Kalliades looked up as she approached, and she gave him a warm smile. Rested by the voyage, his leg at last had started to heal. Each day she had dressed his wound, until this day she had thrown away the spent healing plant Xander had placed on it.
A sailor shouted, “Dolphins!” and she looked to where he pointed. They often saw a dolphin or two on their travels, and she wondered at the excitement in his voice. Then she realized he was pointing to not one dolphin or two but to hundreds of them, passing the ship to starboard, their sleek gray backs rising and falling as they surged toward the north.
“Doffizz, doffizz!” she heard one of the boys cry, and they ran up on deck and raced to the rail. She saw two crewmen catch them and hold them securely as they craned their necks to watch the creatures pass.
“Unusual,” murmured Kalliades, who had stood up to watch. He sat down again, but Skorpios continued gazing at the sea until long after the dolphins had disappeared. When he sat down, his face was flushed with excitement like the boys’.
“I have never seen dolphins before,” he explained. “In fact, I have never been to sea before, except to cross the Hellespont.”

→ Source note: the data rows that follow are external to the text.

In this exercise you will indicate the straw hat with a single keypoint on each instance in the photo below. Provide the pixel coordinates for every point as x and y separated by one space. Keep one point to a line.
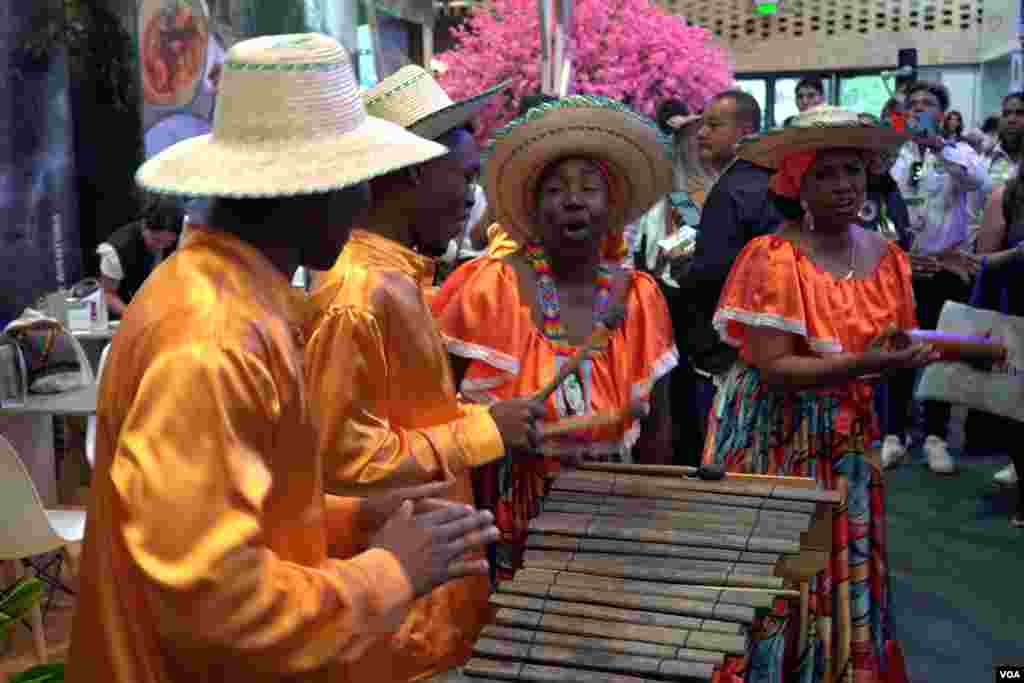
412 98
584 126
820 128
289 121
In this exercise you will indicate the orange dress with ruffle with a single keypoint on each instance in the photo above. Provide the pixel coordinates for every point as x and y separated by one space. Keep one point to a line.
825 434
483 318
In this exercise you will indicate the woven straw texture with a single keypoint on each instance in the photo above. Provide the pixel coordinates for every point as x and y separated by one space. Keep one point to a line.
289 121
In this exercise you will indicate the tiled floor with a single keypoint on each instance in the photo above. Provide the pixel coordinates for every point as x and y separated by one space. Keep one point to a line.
19 653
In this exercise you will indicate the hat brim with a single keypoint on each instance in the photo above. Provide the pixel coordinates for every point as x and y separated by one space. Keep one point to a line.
455 116
687 120
768 150
632 146
206 166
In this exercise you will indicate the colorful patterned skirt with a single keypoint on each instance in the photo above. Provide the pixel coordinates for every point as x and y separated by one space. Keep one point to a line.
826 435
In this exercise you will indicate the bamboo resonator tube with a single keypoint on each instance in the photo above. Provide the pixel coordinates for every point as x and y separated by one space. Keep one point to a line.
640 573
597 340
960 347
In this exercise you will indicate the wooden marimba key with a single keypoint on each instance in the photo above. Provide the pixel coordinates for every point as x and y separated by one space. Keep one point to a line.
637 573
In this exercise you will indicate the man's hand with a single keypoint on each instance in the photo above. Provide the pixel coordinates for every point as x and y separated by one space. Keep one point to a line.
960 263
516 421
429 545
924 266
376 510
933 142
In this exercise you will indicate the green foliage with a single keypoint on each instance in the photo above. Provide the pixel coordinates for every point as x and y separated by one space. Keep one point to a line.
47 673
18 600
99 49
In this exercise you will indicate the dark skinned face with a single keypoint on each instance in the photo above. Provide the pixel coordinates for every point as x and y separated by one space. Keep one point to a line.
835 185
329 224
572 207
443 197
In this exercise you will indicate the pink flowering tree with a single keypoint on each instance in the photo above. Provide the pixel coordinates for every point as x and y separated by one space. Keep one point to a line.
630 50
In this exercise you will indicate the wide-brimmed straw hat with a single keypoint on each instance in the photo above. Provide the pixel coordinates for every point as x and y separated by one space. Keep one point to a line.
289 121
823 127
637 155
412 98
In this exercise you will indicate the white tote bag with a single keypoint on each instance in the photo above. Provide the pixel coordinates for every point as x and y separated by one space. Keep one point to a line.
999 391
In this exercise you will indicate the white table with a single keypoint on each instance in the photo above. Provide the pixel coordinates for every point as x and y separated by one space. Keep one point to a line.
94 341
30 429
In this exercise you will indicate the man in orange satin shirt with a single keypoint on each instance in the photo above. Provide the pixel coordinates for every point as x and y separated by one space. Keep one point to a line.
206 551
378 370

“Then you have never seen Thera, the Blessed Isle,” she told him. “It is unique.”
“How so?” he asked, peering at the island looming ahead of them. “Because no men are allowed there?”
“Partly,” she told him. “But it is fashioned like no other island. It is in the shape of a ring, with just one gap where the ships sail in. In the center is a wide round harbor, which is very deep. No ships can anchor there, for the stone anchors will not reach the bottom. In the center of the harbor is a small black isle called the Burned Isle.”

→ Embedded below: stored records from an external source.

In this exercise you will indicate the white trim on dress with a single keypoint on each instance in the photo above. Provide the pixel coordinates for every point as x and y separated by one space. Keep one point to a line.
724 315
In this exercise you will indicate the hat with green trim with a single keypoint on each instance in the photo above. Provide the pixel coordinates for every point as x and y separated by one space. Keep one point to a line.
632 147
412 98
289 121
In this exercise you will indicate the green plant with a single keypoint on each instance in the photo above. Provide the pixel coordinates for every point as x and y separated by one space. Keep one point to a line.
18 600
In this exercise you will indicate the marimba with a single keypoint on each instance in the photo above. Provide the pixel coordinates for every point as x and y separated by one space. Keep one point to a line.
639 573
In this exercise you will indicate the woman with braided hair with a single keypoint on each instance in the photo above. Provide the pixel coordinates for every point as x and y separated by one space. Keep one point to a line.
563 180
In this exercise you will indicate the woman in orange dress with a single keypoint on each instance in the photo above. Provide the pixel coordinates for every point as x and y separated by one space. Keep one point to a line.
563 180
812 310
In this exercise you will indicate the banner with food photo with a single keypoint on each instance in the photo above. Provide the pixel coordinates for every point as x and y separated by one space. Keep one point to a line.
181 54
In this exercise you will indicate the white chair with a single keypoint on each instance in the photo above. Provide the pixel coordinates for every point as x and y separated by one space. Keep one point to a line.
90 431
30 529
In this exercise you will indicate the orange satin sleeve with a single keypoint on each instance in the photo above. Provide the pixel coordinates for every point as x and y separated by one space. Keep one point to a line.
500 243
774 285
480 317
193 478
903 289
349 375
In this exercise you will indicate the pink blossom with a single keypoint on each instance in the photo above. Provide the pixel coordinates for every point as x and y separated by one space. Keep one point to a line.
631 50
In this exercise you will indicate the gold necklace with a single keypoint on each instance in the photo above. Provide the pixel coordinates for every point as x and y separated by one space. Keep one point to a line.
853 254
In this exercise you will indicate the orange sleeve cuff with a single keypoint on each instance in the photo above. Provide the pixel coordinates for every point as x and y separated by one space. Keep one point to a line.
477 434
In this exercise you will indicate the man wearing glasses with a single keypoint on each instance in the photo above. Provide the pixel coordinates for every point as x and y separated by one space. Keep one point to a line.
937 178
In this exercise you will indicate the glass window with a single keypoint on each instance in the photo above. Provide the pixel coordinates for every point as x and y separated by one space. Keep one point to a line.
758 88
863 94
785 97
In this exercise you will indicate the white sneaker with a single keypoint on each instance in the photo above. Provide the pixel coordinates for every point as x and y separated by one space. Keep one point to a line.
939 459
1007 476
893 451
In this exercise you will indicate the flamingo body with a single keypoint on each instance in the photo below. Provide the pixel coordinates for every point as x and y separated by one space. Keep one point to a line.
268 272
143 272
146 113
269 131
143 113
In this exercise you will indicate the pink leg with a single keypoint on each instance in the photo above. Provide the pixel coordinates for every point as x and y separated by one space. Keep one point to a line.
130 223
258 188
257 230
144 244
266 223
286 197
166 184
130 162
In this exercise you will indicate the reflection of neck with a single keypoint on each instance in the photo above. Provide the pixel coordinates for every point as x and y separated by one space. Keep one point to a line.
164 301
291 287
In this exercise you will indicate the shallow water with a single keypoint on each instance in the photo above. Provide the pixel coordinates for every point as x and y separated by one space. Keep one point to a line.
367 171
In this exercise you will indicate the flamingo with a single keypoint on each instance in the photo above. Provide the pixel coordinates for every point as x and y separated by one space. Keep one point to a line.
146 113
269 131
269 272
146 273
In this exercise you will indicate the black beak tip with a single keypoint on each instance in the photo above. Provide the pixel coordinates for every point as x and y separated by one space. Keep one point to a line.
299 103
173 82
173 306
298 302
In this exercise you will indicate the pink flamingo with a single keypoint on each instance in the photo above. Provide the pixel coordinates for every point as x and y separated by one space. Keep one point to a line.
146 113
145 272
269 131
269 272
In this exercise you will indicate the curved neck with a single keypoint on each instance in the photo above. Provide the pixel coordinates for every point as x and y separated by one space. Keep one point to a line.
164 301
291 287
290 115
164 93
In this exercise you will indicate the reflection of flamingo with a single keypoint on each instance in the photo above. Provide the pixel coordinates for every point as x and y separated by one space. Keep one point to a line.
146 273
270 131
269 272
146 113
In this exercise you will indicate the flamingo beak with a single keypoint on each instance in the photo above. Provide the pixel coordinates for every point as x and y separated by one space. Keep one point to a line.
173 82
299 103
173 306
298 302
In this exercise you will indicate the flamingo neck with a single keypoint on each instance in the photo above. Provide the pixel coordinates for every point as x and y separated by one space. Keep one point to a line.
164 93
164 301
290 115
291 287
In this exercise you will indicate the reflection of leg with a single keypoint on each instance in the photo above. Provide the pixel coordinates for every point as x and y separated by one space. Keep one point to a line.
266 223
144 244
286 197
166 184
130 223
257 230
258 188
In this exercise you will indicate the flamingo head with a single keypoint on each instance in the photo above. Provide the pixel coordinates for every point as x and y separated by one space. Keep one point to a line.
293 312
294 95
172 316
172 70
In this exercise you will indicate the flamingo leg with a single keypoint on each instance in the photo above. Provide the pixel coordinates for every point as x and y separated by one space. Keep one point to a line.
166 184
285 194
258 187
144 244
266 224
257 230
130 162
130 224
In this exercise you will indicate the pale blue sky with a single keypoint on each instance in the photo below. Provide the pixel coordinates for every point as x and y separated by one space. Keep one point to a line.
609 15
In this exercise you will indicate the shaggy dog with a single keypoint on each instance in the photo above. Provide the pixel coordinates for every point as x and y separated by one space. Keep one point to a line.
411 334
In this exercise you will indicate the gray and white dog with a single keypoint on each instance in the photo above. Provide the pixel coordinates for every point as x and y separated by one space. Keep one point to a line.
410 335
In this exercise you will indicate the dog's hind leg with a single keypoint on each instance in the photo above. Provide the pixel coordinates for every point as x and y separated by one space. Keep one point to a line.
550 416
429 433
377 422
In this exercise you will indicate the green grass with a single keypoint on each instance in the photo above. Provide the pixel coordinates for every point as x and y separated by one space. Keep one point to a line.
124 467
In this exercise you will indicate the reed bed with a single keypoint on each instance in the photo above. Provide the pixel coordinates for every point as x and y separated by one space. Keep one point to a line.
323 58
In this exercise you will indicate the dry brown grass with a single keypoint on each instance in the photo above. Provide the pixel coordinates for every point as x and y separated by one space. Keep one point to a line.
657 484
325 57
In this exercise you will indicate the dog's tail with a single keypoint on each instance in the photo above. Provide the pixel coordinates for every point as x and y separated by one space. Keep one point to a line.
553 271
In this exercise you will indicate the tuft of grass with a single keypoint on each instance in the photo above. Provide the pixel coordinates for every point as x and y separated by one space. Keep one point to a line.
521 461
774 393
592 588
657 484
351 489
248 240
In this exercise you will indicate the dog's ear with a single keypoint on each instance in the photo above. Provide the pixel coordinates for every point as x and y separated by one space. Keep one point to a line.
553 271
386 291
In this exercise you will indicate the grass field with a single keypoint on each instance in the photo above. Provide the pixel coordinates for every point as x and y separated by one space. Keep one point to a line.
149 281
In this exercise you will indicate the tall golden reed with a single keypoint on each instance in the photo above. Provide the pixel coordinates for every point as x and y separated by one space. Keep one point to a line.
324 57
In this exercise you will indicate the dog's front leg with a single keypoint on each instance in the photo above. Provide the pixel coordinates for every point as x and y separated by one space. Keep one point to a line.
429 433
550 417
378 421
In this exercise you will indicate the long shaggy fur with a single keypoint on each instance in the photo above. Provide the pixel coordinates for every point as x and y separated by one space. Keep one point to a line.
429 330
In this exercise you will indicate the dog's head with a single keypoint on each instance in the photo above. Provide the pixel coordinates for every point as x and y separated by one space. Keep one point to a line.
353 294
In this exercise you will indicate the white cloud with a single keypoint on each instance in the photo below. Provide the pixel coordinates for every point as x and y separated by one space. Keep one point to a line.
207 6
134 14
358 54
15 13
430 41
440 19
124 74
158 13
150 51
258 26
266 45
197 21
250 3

Soon they were passing into the harbor, and Kalliades, who was watching ahead, commented, “Not such a small island!”
Andromache looked around and gasped. The Burned Isle, black and gray like a pile of coals, was twice the size she remembered. It now filled more of the harbor, and the Xanthos had to skirt it to reach the Theran beach. From its summit she could see thick black smoke arising and trailing off toward the east. She looked back to the aft deck, where Helikaon and Oniacus were talking urgently, pointing and gazing at the growing isle with wonder.
Young Praxos shouted, “Ship ahead, lord!”
Andromache could see a galley drawn up on the far beach. She could make out nothing of it at that distance, but within moments sharp-eyed Praxos cried, “It is the Bloodhawk, Golden One!”
Odysseus! What good fortune! Andromache smiled. But at that instant she heard the rumble of an earthquake beneath them. The sea churned, and she saw a landslip on the Burned Isle go crashing into the water. The waves it created lashed the Xanthos, and the ship rocked back and forth. Andromache looked to the children, but they were both safely on the lower deck. She gazed up at the isle again and shivered.
Within a short time the Xanthos had reached the beach, and crewmen were shinnying down ropes, ready to draw the ship up alongside the Bloodhawk. Helikaon slid down a rope, and a ladder was thrown over the side for Andromache. When she reached the beach, Odysseus was waiting, one arm around Helikaon’s shoulders. They both were grinning at her, and she smiled back. With a touch of sadness she saw that the Ithakan king’s once-red hair was now silver.